9

Are there any functions or methods which can show the learning rate when I use the tensorflow 2.0 custom training loop?

Here is an example of tensorflow guide:

def train_step(images, labels):
  with tf.GradientTape() as tape:
    predictions = model(images)
    loss = loss_object(labels, predictions)
  gradients = tape.gradient(loss, model.trainable_variables)
  optimizer.apply_gradients(zip(gradients, model.trainable_variables))

  train_loss(loss)
  train_accuracy(labels, predictions)

How can I retrieve the current learning rate from the optimizer when the model is training?

I will be grateful for any help you can provide. :)

Kevin
  • 16,549
  • 8
  • 60
  • 74
yun
  • 93
  • 1
  • 4

3 Answers3

8

In Tensorflow 2.1, the Optimizer class has an undocumented method _decayed_lr (see definition here), which you can invoke in the training loop by supplying the variable type to cast to:

current_learning_rate = optimizer._decayed_lr(tf.float32)

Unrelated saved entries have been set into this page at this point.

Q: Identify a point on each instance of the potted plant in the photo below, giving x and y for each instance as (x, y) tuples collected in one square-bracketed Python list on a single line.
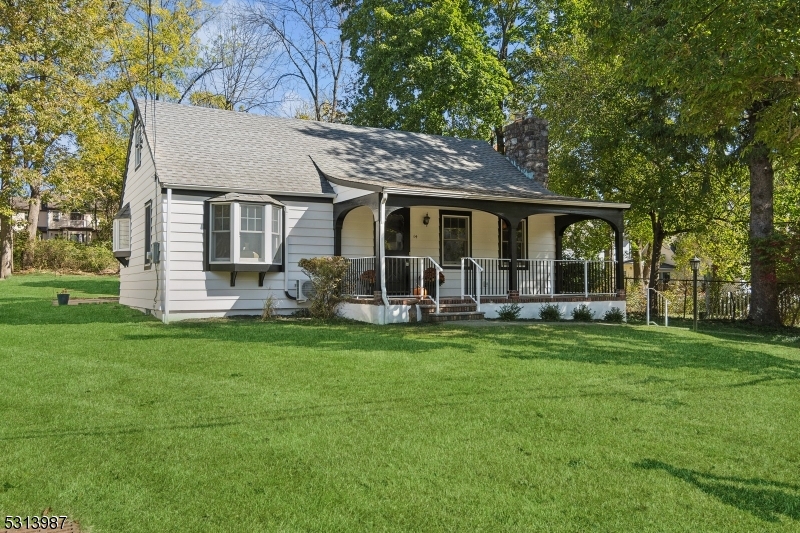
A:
[(63, 297), (429, 278)]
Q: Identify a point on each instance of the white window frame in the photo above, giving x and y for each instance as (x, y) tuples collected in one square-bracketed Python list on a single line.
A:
[(277, 259), (265, 244), (456, 262)]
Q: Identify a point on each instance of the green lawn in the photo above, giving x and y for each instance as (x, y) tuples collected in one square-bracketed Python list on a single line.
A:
[(128, 425)]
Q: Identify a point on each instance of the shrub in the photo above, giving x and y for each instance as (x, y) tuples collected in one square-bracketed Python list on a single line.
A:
[(550, 313), (326, 275), (582, 313), (614, 315), (509, 311)]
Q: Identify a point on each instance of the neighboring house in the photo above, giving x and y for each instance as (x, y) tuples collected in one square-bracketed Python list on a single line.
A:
[(56, 222), (218, 208)]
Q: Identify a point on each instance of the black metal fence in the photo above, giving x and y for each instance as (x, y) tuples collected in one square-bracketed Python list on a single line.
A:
[(716, 299)]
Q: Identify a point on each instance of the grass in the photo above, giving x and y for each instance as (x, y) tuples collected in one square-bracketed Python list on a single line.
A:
[(128, 425)]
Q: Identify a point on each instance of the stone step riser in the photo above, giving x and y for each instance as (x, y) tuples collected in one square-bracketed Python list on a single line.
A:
[(455, 317), (450, 309)]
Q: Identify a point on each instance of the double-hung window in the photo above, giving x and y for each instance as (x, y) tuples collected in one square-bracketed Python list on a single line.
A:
[(522, 239), (277, 235), (455, 237), (251, 232), (245, 233), (220, 232)]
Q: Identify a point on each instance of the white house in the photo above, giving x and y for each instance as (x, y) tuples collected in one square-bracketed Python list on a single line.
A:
[(218, 208)]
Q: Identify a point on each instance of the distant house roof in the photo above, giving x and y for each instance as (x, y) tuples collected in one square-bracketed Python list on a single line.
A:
[(197, 147)]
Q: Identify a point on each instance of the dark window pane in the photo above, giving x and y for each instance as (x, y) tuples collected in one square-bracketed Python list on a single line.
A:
[(221, 246)]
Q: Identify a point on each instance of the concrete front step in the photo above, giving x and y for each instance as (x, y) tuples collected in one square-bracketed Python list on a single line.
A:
[(449, 308), (452, 317)]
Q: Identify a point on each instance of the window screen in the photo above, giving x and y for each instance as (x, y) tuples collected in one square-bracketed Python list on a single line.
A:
[(251, 233), (277, 235), (221, 232)]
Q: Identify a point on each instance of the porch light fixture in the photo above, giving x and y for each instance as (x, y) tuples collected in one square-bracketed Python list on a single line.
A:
[(695, 261)]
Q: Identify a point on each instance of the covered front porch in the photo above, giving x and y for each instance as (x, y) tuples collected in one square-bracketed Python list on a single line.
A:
[(419, 257)]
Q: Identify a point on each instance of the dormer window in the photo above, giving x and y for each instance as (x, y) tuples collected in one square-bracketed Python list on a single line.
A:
[(239, 237)]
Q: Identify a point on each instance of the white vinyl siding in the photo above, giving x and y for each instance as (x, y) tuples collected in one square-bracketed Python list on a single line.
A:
[(358, 233), (141, 287), (122, 235), (195, 292)]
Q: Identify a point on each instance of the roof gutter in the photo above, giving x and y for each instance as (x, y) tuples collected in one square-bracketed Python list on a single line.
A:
[(554, 201), (245, 191)]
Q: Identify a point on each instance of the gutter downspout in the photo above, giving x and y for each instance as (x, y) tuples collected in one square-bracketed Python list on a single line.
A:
[(285, 256), (382, 250), (167, 221)]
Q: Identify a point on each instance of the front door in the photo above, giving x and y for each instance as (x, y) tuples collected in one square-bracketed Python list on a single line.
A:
[(397, 243)]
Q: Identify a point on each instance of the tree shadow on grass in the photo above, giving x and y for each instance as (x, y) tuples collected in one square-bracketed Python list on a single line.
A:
[(313, 334), (653, 348), (764, 499), (84, 286)]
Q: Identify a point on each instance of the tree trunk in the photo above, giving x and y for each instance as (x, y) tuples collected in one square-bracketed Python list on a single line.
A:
[(655, 259), (6, 248), (498, 135), (763, 279), (34, 208), (645, 252)]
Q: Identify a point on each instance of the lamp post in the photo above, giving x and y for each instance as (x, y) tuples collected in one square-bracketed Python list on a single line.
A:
[(695, 261)]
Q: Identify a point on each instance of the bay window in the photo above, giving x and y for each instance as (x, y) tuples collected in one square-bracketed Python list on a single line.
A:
[(121, 235), (245, 234), (221, 232), (251, 232)]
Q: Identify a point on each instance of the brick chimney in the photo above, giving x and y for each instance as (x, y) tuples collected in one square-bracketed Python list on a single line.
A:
[(526, 147)]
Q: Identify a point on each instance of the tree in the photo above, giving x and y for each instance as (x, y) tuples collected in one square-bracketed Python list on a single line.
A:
[(426, 67), (49, 52), (155, 46), (511, 25), (617, 140), (312, 51), (237, 69), (733, 65)]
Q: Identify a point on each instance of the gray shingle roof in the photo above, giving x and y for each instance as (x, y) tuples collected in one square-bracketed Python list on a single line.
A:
[(200, 147)]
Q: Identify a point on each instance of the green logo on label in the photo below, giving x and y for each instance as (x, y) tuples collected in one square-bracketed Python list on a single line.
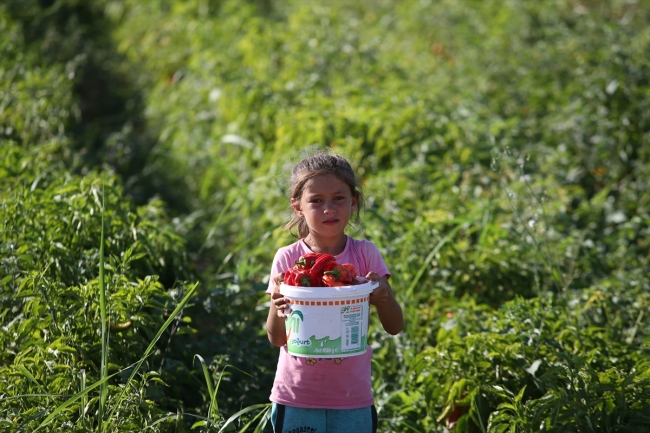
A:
[(294, 320)]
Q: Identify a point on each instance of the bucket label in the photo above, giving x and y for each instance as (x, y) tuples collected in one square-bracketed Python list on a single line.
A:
[(351, 323)]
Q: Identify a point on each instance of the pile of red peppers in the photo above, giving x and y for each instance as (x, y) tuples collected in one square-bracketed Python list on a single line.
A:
[(320, 270)]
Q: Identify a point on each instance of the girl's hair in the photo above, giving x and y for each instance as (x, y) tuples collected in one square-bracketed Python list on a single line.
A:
[(318, 164)]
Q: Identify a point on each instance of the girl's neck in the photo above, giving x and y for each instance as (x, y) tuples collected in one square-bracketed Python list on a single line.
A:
[(327, 246)]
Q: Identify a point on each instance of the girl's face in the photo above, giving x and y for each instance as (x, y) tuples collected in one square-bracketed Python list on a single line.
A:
[(326, 205)]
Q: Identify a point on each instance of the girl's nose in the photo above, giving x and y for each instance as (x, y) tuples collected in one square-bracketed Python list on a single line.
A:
[(329, 207)]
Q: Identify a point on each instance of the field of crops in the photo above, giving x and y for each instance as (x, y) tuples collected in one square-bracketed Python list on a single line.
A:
[(504, 147)]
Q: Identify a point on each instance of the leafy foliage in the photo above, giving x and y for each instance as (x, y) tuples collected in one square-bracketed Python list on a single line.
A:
[(504, 151)]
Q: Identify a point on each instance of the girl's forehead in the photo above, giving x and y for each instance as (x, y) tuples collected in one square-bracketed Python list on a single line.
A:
[(325, 183)]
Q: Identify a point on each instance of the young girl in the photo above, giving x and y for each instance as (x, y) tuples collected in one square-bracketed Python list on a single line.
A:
[(326, 395)]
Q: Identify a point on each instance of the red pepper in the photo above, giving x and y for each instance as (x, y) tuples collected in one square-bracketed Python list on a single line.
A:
[(344, 273), (318, 268), (351, 270), (303, 278)]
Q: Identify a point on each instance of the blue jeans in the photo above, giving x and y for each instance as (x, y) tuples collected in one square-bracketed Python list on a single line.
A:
[(287, 419)]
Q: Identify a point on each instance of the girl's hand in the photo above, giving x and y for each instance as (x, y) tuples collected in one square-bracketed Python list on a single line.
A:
[(278, 301), (389, 311), (383, 293), (275, 326)]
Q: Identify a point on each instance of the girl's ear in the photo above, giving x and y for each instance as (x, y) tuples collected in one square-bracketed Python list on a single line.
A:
[(296, 206)]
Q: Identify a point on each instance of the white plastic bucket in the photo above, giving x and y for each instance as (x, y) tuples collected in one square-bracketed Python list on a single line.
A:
[(328, 322)]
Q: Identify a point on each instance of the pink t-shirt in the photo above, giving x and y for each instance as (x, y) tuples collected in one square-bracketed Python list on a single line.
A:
[(326, 383)]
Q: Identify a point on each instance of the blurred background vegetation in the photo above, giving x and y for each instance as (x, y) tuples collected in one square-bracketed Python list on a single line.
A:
[(505, 151)]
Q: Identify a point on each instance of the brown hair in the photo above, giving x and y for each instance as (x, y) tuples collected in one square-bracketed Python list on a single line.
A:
[(318, 164)]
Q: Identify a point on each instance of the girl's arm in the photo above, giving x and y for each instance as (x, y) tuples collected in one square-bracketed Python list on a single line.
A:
[(275, 325), (389, 311)]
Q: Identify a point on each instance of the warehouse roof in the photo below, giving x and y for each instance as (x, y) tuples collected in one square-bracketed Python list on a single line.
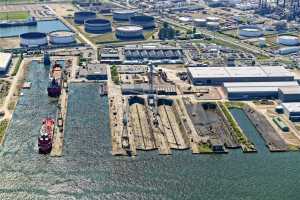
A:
[(261, 84), (252, 89), (290, 90), (5, 59), (292, 107), (233, 72)]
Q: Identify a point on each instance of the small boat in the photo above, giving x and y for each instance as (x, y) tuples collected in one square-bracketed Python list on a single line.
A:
[(103, 90), (46, 136)]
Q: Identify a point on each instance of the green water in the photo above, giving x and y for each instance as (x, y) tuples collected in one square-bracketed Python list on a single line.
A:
[(88, 171)]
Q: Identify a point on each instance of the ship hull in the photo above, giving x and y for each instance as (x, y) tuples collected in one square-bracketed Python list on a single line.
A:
[(46, 136), (45, 149)]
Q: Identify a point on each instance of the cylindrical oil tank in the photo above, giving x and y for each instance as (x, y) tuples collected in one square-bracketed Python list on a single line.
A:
[(147, 22), (288, 40), (129, 32), (81, 16), (33, 39), (200, 22), (97, 26), (62, 37), (123, 15)]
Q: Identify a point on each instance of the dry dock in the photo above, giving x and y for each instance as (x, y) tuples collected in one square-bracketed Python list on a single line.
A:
[(141, 125), (174, 134), (273, 141)]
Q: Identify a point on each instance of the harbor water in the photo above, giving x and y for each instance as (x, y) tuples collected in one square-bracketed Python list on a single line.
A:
[(42, 26), (88, 171)]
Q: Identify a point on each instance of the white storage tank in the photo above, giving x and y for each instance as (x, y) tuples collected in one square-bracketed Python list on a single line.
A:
[(62, 37), (288, 40), (33, 39)]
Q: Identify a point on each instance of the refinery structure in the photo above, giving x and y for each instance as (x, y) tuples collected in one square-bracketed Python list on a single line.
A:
[(172, 75)]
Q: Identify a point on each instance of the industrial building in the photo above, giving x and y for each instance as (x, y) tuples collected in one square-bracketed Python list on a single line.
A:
[(250, 31), (5, 60), (292, 110), (255, 90), (97, 26), (33, 39), (147, 22), (129, 32), (62, 37), (81, 16), (288, 40), (152, 53), (289, 94), (94, 71), (200, 22), (130, 89), (219, 75), (123, 15)]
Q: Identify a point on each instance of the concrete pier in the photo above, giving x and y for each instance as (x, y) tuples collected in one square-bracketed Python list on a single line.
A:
[(58, 139)]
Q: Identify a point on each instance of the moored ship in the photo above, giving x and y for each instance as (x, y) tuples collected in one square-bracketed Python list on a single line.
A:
[(46, 136), (55, 81), (103, 89)]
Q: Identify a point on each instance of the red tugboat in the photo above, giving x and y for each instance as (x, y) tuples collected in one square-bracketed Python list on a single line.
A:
[(46, 136), (55, 81)]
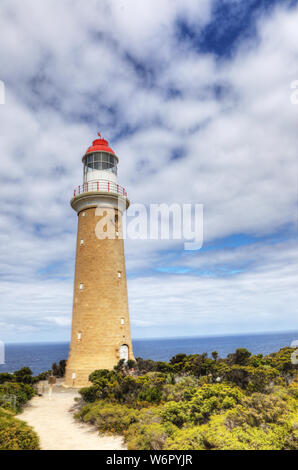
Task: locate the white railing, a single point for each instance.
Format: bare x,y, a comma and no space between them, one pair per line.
100,186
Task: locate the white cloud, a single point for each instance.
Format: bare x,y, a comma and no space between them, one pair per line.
70,69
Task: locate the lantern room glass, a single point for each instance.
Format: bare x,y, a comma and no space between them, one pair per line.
101,161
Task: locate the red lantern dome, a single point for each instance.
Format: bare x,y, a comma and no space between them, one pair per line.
100,145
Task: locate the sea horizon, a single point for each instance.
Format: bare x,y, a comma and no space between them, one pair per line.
40,356
153,338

Here's a more complete example with TensorBoard too.

train_step_count = 0
summary_writer = tf.summary.create_file_writer('logs/')
def train_step(images, labels):
  train_step_count += 1
  with tf.GradientTape() as tape:
    predictions = model(images)
    loss = loss_object(labels, predictions)
  gradients = tape.gradient(loss, model.trainable_variables)
  optimizer.apply_gradients(zip(gradients, model.trainable_variables))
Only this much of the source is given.